An economist said that the budget for the ratified Universal Health Care (UHC) is insufficient, and that the government should consider re-aligning its funding sources.
Action for Economic Reforms (AER) senior economist Jo-Ann L. Diosana contradicted the claims of Senate president Vicente “Tito” Sotto III that the current available money for the UHC is sufficient.
According to Diosana, the government mistakenly included in the computation the 2019 proposed national subsidy for PhilHealth Premiums.
“Of course, the budget for PhilHealth Premiums is only intended for members of PhilHealth who are actually paying for it,” she said.
One of the provisions of the bill, principally authored by Senator JV Ejercito, seeks to cover all Filipinos with health insurance.
The UHC needs a total funding of more than P257 billion in its first year of implementation.

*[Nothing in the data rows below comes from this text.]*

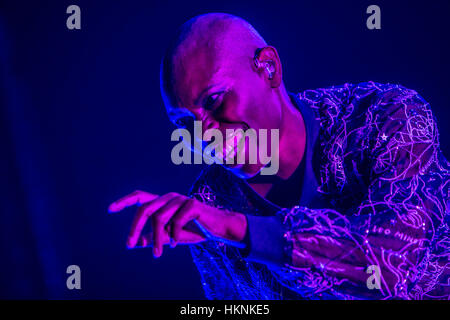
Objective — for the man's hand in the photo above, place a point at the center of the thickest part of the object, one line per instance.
(171, 218)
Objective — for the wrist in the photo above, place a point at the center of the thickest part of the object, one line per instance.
(236, 226)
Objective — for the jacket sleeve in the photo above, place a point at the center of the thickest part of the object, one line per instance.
(388, 234)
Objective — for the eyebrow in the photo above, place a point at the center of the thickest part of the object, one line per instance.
(197, 101)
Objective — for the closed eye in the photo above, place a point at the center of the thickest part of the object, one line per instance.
(213, 101)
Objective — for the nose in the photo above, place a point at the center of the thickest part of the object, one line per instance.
(208, 121)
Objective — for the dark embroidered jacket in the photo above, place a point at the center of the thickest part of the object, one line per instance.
(375, 198)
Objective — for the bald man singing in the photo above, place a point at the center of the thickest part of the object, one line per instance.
(357, 209)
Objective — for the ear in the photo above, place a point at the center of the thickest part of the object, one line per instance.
(267, 60)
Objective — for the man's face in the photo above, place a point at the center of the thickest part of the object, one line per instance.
(224, 93)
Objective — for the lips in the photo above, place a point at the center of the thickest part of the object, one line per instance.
(232, 139)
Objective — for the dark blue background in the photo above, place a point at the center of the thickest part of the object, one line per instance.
(82, 121)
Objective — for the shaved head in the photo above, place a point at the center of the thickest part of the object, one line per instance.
(221, 41)
(220, 71)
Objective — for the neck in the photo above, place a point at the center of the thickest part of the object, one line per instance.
(292, 136)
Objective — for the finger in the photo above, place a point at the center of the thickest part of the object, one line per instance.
(181, 219)
(136, 197)
(186, 237)
(159, 221)
(142, 215)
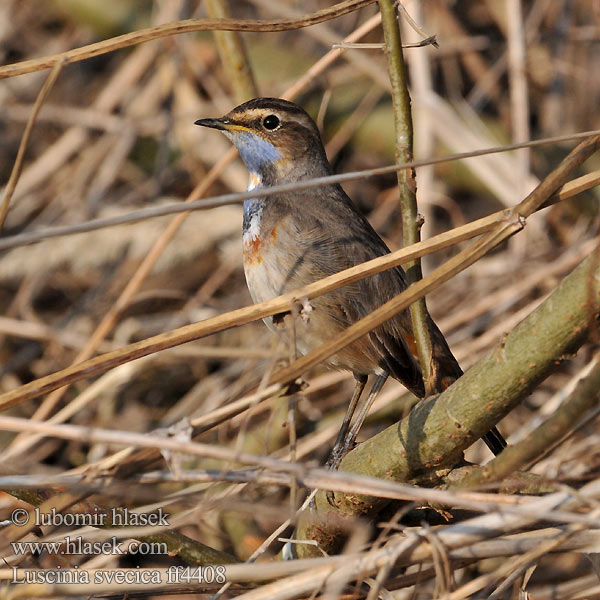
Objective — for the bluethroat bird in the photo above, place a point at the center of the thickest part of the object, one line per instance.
(294, 238)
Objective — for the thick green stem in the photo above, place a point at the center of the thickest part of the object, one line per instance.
(581, 400)
(406, 180)
(431, 439)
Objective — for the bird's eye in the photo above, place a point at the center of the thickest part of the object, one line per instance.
(271, 122)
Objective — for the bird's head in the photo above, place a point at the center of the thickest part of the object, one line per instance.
(276, 139)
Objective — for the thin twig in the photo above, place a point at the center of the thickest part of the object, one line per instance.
(186, 26)
(17, 167)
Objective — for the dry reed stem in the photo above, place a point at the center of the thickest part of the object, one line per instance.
(186, 26)
(18, 165)
(109, 320)
(583, 183)
(283, 303)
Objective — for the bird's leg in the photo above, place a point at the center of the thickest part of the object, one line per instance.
(381, 379)
(336, 454)
(350, 437)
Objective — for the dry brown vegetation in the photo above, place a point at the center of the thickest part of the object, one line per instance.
(115, 134)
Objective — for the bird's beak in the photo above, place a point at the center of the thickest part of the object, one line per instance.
(213, 123)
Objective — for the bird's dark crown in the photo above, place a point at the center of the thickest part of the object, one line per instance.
(277, 140)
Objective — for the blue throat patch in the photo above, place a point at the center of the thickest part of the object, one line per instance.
(254, 150)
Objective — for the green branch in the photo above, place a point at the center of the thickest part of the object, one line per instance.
(430, 440)
(406, 182)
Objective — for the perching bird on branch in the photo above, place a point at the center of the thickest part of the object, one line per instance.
(294, 238)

Currently, the available funds amounting to P189 billion includes P105 billion from the 2019 proposed Department of Health (DOH) budget, P67 billion from the 2019 proposed national subsidy for PhilHealth Premiums, P3 billion coming from the Philippine Charity Sweepstakes Office (PCSO) and P14 billion from the Philippine Amusement and Gaming Corporation (PAGCOR).
The P68-billion financial gap will be sustained from the new excise taxes on alcohol and products or the so called sin taxes.
Diosana said that with the alcohol and tobacco tax increase, which was separately filed as bill, and currently under deliberation in both the House of Representatives and the Senate, the implementation with the UHC bill might be hampered.
“Since the election is fast approaching, there’s a possibility that these tax reforms will not be passed as soon as possible,” she said.
“We are already super delayed, because the UHC bill will be enacted sooner, and yet we don’t have sufficient fund for it. How can we implement it properly if we don’t have a source of fund for it?” Diosana said.